Dr. Doug Butler runs the school with his sons, Jake and Pete, but they also produce farrier education tools used beyond the school walls, including textbooks, podcasts and videos.
Dr. Butler put together his first book in 1965, trying to save knowledge that could have been lost in a time when he saw horse dependence decreasing with the rise of the automobile.
“That was just a very small pamphlet, then I put it into a book, Principles of Horseshoeing, in 1974, when I was a student at Cornell,” he told Tri-State Livestock News.
The family’s school wasn’t founded until 2006, when they found a location they considered ideal.
“We looked at a lot of places before we came here. Coming to this place was very much, we feel like, the design of the heavens,” says Dr. Butler. “With this place, we can work in all kinds of weather; it is somewhere we could grow some feed for our animals, and we have room for our students.”
Having their own horses was a condition for where they would found their school.
“A lot of schools work on dead feet or no feet,” says Dr. Butler. “Having this place allows us to use our own horses.”
Outside horses are also welcome and owners are given the choice to have their horses worked on by students or an instructor.
“It does take a little bit longer [for students to work on horses],” says Jake Butler.

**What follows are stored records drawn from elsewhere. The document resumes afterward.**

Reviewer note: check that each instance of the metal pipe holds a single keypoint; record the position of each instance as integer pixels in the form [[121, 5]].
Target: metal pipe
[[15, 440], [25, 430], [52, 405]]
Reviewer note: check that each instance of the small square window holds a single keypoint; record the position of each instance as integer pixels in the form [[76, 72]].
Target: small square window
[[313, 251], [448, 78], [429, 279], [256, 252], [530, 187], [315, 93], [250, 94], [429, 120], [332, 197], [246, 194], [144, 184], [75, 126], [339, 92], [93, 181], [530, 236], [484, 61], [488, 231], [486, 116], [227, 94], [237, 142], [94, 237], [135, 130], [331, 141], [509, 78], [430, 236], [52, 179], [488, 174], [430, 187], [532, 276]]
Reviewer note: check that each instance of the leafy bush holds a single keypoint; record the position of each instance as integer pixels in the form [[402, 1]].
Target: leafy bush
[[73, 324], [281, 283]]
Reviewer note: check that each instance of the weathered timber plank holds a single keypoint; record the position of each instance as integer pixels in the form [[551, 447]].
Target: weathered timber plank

According to Jake Butler, it’s a joke at Butler Professional Farrier School that students will work on live horses — but some horses are more lively than others. “They’re learning and having that experience, but what a good thing for them to do, because they’ll get better, but also they’re being supervised and managed.”
Beyond working on horses, the school stresses theoretical, anatomical and business knowledge.
“We have homework every night,” Dr. Butler says. “We want them to learn theory; that’s how you learn it, you have to study. Everyday, they work on a horse in some way, and everyday, they work in the forge and that way, in a short amount of time, we can cram more into them.”
“That way, we don’t waste anybody’s time,” Dr. Butler says.
Tyler Lawson, a student at the school this year, doesn’t feel that his time is being wasted. “The instructors here are, in my opinion, just top-notch guys,” he says.
“The textbook they wrote is used by a lot of these other schools, so I thought, ‘Well, what better than to go to the source,” says Lawson.
“Dr. Butler has been all over the world and done just about any kind of shoeing you can imagine,” he says. “Pete went clear to Mongolia for a few years to study their ways of doing things.”
This reputation of a vast knowledge base has drawn students from around the world, including Israel, New Zealand, South Africa, Korea and Australia, to the 12-week course.
“Having that vast and collective knowledge is wonderful to be able to learn from.”